The film Ong-Bak, by the same director Prachya Pinkaew, was the most exciting martial arts movie in well over a decade – it had genre fans salivating precisely because much of the action was real. There were few special effects, and the individuals involved in many of the fights were often putting themselves in some danger. Muay Thai, the Thai martial arts discipline which involves a great deal of kicking, is electrifying to watch; the only surprise was that it had taken so long to get onto the big screen in a viable form. The choreographer of this film discovered Yanin when she came to audition for another movie in 2004, and she went into training for two whole years while the production team wrote Chocolate for her.
She plays Zen, the daughter of a Japanese yakuza and a Thai gangster’s moll who infuriates her psychopathic boss in Bangkok and is banished to have her baby in the countryside. Zen grows up damaged, or at least with developmental issues, and shows signs of autistic behaviour throughout the film.
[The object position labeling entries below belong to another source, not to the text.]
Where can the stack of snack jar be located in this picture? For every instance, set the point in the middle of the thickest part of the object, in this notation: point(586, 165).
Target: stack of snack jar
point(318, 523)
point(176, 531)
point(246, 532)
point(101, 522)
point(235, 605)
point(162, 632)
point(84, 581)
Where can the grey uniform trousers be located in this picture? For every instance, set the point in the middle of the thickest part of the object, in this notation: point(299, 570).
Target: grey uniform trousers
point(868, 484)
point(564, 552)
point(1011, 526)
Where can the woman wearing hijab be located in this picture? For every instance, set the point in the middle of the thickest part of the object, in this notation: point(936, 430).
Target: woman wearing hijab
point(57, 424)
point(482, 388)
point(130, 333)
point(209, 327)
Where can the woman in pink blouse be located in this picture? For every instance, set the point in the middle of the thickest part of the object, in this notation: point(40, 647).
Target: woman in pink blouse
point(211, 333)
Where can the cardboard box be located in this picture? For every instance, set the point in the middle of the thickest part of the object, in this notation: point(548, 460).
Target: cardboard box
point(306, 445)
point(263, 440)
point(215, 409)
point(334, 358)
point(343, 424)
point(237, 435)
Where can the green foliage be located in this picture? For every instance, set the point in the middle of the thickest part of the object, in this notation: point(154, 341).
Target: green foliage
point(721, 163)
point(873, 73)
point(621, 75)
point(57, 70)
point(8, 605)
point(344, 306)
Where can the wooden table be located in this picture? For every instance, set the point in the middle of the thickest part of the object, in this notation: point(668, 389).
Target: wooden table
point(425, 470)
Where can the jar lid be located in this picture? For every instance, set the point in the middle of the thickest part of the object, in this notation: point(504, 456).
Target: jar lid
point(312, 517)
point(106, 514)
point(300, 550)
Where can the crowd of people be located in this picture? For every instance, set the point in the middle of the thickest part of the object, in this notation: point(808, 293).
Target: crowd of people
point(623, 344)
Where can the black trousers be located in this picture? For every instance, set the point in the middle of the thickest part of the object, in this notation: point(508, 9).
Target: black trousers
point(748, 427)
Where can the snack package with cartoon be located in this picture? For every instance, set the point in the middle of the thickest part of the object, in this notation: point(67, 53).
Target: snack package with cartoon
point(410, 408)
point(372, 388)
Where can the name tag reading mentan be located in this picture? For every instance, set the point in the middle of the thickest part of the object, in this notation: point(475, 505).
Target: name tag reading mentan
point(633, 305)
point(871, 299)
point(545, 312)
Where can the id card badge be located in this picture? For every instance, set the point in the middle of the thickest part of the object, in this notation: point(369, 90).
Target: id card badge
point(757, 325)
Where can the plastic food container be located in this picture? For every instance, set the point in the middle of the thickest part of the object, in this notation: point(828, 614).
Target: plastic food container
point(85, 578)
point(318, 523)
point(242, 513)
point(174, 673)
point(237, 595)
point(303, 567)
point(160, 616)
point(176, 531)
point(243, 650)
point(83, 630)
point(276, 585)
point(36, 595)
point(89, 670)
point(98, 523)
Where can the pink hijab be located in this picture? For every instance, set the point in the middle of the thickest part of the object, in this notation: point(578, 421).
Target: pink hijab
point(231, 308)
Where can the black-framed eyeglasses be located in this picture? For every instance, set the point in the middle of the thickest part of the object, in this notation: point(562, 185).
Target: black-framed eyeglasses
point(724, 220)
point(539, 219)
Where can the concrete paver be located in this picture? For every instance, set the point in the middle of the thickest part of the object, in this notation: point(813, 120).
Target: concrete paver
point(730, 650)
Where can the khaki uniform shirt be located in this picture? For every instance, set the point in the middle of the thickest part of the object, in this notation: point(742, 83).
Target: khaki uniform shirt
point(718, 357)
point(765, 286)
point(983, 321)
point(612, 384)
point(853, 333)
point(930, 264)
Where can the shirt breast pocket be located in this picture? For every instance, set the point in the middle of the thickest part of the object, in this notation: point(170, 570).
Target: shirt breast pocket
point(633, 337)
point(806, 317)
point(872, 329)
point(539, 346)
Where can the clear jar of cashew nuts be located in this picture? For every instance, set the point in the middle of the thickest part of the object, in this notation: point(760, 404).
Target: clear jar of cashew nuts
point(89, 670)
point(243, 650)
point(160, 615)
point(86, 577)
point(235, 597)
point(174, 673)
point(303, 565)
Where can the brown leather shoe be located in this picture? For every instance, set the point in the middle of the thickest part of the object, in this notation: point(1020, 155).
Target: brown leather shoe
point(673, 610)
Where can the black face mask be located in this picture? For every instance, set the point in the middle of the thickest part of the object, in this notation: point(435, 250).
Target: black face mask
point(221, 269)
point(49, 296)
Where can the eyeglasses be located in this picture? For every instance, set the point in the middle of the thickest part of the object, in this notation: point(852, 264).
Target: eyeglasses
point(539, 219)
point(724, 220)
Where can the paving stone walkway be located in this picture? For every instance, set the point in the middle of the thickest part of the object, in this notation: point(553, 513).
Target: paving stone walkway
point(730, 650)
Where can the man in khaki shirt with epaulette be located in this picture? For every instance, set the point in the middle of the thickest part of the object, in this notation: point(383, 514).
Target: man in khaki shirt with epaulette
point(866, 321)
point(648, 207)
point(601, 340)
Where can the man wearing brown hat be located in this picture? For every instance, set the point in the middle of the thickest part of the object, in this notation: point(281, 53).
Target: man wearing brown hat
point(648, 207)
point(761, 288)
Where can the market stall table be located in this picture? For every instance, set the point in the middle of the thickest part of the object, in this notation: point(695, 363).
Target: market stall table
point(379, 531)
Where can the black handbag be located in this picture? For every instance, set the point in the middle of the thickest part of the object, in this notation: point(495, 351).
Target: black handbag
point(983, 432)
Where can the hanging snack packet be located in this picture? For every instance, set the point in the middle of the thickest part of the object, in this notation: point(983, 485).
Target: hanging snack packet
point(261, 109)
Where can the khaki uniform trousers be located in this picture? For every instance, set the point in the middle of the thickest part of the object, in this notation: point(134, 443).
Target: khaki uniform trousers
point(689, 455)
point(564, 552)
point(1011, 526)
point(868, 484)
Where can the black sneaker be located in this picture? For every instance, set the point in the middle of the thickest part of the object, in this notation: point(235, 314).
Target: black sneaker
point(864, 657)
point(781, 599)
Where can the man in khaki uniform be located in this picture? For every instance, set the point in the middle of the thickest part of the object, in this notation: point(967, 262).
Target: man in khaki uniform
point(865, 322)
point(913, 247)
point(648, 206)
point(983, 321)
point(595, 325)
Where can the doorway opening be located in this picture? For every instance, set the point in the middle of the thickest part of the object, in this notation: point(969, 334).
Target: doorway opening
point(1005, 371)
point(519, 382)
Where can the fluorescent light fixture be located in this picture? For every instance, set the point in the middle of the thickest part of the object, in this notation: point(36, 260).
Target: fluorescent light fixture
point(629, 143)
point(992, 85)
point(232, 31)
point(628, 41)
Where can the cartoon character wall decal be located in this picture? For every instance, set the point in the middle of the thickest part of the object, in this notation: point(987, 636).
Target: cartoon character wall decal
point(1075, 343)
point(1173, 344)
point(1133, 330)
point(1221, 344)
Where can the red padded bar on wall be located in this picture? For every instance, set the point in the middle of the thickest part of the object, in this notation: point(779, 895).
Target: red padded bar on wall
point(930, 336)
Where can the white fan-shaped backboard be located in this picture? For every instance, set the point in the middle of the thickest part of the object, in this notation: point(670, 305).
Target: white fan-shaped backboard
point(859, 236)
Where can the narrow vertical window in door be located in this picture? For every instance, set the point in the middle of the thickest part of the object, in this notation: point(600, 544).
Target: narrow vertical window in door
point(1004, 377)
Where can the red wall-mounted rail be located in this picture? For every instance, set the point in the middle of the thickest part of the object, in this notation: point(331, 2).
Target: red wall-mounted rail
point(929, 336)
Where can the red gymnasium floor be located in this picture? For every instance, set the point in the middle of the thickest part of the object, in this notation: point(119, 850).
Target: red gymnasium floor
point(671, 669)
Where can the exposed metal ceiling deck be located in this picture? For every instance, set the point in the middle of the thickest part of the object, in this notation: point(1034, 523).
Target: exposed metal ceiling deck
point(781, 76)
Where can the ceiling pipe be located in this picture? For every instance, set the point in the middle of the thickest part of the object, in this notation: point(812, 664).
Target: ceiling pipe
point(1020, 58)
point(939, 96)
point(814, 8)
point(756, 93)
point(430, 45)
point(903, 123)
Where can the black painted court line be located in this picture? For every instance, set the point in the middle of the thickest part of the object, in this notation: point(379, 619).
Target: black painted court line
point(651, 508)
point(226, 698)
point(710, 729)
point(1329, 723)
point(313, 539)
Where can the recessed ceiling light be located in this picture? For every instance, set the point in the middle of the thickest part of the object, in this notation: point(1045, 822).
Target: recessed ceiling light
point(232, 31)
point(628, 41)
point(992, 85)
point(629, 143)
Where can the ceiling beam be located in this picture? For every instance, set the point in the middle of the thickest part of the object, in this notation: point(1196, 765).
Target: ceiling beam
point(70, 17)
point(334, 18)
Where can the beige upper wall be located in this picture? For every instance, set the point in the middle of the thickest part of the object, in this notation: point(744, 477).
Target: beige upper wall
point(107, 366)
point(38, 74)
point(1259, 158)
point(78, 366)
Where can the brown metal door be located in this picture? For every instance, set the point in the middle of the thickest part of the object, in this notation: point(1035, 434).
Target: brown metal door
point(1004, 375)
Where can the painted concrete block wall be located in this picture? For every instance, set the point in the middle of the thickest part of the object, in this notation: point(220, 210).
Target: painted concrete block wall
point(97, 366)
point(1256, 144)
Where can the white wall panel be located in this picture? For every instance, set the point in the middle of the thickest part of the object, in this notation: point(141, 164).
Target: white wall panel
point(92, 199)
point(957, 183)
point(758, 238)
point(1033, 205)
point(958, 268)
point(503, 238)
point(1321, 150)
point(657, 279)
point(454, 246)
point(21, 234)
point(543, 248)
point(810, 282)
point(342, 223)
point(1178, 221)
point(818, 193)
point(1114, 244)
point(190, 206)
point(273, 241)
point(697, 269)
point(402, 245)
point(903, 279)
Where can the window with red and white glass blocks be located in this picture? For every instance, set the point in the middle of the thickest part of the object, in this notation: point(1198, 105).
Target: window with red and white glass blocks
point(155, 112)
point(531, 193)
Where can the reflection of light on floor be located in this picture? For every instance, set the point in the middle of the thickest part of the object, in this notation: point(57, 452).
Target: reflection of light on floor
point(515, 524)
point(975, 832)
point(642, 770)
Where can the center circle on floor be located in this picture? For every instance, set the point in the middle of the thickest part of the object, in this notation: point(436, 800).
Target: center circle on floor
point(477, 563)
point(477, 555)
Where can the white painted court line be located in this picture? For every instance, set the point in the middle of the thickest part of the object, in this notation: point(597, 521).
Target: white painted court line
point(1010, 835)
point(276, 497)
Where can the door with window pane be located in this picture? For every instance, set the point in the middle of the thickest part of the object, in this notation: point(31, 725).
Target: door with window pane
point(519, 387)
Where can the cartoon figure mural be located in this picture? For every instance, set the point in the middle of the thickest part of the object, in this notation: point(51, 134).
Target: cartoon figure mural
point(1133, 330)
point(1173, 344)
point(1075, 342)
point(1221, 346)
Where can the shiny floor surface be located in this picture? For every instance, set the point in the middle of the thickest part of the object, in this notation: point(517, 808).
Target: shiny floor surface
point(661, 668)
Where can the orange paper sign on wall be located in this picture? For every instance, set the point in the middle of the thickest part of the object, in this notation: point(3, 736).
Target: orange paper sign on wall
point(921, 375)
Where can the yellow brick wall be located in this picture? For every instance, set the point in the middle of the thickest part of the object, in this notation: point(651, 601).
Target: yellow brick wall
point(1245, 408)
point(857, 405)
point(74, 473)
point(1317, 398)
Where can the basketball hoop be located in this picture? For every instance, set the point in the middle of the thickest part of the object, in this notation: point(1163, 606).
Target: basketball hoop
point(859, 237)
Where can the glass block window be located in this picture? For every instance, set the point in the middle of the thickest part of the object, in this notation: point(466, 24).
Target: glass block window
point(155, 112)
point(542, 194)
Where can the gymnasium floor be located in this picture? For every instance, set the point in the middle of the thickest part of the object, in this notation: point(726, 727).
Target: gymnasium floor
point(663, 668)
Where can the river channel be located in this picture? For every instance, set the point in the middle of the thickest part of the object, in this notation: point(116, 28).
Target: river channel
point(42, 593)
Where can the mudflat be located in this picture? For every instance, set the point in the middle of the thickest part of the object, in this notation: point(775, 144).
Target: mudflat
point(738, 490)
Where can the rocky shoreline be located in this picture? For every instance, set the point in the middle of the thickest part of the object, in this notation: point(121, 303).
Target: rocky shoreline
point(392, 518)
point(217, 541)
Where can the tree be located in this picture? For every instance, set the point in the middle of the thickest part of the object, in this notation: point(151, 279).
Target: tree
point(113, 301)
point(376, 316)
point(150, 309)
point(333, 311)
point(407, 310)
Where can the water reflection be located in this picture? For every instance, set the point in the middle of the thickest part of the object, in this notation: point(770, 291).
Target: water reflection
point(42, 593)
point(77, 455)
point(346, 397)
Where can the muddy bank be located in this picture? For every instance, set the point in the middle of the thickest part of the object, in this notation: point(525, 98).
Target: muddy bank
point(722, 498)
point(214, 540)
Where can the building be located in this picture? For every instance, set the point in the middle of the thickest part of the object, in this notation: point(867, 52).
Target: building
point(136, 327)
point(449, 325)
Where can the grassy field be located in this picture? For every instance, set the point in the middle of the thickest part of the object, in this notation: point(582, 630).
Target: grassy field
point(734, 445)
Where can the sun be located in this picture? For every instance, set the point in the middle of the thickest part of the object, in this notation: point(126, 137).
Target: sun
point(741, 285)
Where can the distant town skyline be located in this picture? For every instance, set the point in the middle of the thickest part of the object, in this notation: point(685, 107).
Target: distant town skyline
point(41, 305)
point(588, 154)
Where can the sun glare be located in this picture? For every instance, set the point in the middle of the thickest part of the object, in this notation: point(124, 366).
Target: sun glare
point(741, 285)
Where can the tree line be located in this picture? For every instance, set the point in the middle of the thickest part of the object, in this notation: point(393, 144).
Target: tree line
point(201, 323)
Her greatest showdown, rather disturbingly, is with another similarly disabled young man (clearly modelled on Jet Li’s character in the atrocious Danny the Dog). Zen has aspects of the savant; she’s a brilliant mimic who absorbs martial arts technique just by watching it on TV or by gazing across the wall of her house into the martial arts school next-door.
When her mother grows sick with cancer, Zen and her sidekick do the rounds of former gangster contacts who still owe money. Zen isn’t going to take no for an answer in an ice-plant, candy warehouse and butchery-plant; she deals with wave upon wave of thug trying to bring her down. She walks out of each situation, triumphant with the cash. She never appears to kill anyone.
All these set-pieces are very good, quite electrifying in fact, though every single one of them goes on for about ten per cent too long in running time. And in between these fights we have acres of poorly-scripted melodrama and saccharine storylines, very much part of Thai film culture, but not usually exported beyond its own shores.
This is a real treat for genre fans, but I hope Yanin gets hired by a much better director sometime soon. These athletes have such short careers and she deserves much better than Pinkaew, who should have been working on an international stage by now, but seems content to stay in Thailand sending out the same old thing.